Calon ibu yang menderita anemia, kekurangan gizi, atau kehilangan berat badan secara
drastis di masa kehamilan akan meningkatkan resiko sang calon bayi untuk mengalami
gangguan pertumbuhan. Kondisi ini dapat diperburuk bila sang ibu menolak untuk
memberikan ASI kepada bayi, yang membuatkan kehilangan banyak nutrisi penting yang
dibutuhkannya untuk bertumbuh dan berkembang.
Dampak buruk yang dapat ditimbulkan oleh stunting:
1. Jangka pendek adalah terganggunya perkembangan otak, kecerdasan, gangguan
pertumbuhan fisik, dan gangguan metabolisme dalam tubuh.

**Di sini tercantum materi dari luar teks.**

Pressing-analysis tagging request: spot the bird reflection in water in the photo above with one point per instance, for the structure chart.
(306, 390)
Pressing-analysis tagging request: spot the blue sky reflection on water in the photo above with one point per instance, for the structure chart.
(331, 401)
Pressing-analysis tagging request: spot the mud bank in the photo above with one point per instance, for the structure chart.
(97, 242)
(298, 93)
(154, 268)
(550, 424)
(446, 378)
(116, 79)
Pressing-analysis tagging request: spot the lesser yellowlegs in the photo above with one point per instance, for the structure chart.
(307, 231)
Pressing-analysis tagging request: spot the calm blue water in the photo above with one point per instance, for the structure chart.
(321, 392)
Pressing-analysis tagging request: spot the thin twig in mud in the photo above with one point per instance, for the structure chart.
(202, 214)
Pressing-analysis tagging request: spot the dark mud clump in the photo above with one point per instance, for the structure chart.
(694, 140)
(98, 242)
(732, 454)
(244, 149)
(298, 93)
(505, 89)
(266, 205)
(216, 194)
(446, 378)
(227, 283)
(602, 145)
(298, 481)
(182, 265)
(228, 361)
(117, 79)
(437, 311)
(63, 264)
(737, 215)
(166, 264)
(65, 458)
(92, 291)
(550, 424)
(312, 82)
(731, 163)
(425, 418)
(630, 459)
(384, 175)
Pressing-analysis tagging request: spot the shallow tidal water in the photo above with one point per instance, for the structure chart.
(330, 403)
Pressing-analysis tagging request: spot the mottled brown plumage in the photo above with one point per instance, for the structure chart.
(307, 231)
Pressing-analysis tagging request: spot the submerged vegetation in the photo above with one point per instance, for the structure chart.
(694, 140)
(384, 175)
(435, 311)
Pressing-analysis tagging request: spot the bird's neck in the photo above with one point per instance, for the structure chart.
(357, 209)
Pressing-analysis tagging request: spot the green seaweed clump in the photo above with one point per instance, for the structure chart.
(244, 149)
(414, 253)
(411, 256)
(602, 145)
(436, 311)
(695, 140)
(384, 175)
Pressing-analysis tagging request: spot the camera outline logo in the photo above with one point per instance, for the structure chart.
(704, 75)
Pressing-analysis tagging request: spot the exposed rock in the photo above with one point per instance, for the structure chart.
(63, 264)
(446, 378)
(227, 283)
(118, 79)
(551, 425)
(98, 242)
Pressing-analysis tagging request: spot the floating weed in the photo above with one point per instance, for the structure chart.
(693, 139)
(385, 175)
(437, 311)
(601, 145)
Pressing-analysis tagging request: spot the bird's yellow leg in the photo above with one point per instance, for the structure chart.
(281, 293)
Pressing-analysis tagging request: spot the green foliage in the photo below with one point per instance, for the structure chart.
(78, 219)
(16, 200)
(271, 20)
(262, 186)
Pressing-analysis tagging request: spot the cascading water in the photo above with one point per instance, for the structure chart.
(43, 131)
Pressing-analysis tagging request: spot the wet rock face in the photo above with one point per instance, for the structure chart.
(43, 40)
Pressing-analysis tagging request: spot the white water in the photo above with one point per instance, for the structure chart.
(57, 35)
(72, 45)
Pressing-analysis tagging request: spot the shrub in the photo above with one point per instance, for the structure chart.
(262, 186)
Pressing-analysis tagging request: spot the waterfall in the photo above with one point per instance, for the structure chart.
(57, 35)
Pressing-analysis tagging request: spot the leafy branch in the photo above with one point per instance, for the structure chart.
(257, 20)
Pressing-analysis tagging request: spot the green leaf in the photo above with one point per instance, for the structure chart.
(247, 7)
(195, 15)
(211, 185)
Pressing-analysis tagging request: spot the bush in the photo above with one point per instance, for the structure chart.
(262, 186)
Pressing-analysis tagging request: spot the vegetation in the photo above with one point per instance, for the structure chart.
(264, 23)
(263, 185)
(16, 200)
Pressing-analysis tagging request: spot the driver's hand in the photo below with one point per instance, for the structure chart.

2. Dalam jangka panjang akibat buruk yang dapat ditimbulkan adalah menurunnya
kemampuan kognitif dan prestasi belajar, menurunnya kekebalan tubuh sehingga mudah
sakit, dan resiko tinggi untuk munculnya penyakit diabetes, kegemukan, penyakit jantung dan
pembuluh darah, kanker, stroke, dan disabilitas pada usia tua.

INTERVENSI
Secara umum, ada dua jenis intervensi yang dilakukan pemerintah untuk menangani
masalah stunting, yaitu Intervensi Gizi Spesifik (berkontribusi 30 %) dan Intervensi Gizi
Sensitif (berkontribusi 70 %). Intervensi Gizi Spesifik adalah intervensi yang ditujukan
kepada anak dalam 1.000 Hari Pertama Kehidupan (HPK). Kegiatan ini umumnya dilakukan
oleh sector kesehatan. Intervensi spesifik bersifat jangka pendek, hasilnya dapat dicatat dalam
waktu relatif pendek. Intervensi Gizi Sensitif adalah intervensi yang ditujukan melalui
berbagai kegiatan pembangunan di luar sektor kesehatan. Sasarannya adalah masyarakat
umum, dan tidak khusus untuk 1.000 hari pertama kehidupan. Intervensi Gizi Spesifik
menyasar pada tiga target sasaran, yaitu ibu hamil, ibu menyusui dan anak usia 0-6 bulan, dan
ibu menyusui dan anak usia 7-23 bulan.
Beberapa hal yang dilakukan pemerintah melalui Kementerian Kesehatan antara lain
memberikan makanan tambahan pada ibu hamil untuk mengatasai kekurangan energi dan
protein kronis, mendorong inisiasi menyusui dini (IMD) dan pemberian ASI eksklusif, serta
mendorong penerusan pemberian ASI hingga usia 23 bulan didampingi oleh pemberian
makanan pendamping ASI (MP-ASI). Intervensi Gizi Sensitif antara lain dilakukan dengan
menyediakan dan memastikan akses pada air bersih dan sanitasi, memberikan Pendidikan
pengasuhan pada orang tua, memberikan pendidikan gizi masyarakat, memberikan edukasi
kesehatan seksual dan reproduksi serta gizi pada remaja, dan menyediakan bantuan dan
jaminan sosial bagi keluarga miskin.

METODE PENELITIAN
Penelitian ini adalah penelitian kualitatif deskriptif dengan metode pengumpulan
data melalui wawancara. Dalam penelitian ini, teknik pemilihan peserta penelitian
adalah dengan cara purposive sampling. Partisipan dalam penelitian ini merupakan
petugas kesehatan di puskesmas yang merupakan tim percepatan penurunan stunting
yang memenuhi kriteria inklusi dan eksklusi.
Analisa Data menggunakan tematik analisis yang terdiri dari 6 langkah Clarke dan
Braun (2006). Tematik analisis merupakan metode yang sangat efektif jika
sebuah penelitian bermaksud untuk mengupas secara detail data-data kualitatif yang
ada untuk mendapatkan keterkaitan pola-pola dalam sebuah fenomena penelitian dan
bagaimana fenomena tersebut terjadi menurut sudut pandang peneliti (Fereday &
Muir-Cochrane, 2006). Data yang telah di analisis menggunakan tematik analisis
nantinya akan terbentuk menjadi beberapa tema penelitian sesuai dengan pertanyaan
penelitian setelah melalui beberapa tahapan termasuk, pengkategorian dan pengkodean,
Clarke dan Braun (2006). Tema-tema akhir yang terbentuk akan menjadi hasil
penelitian dan akan dibahas dalam pembahasan.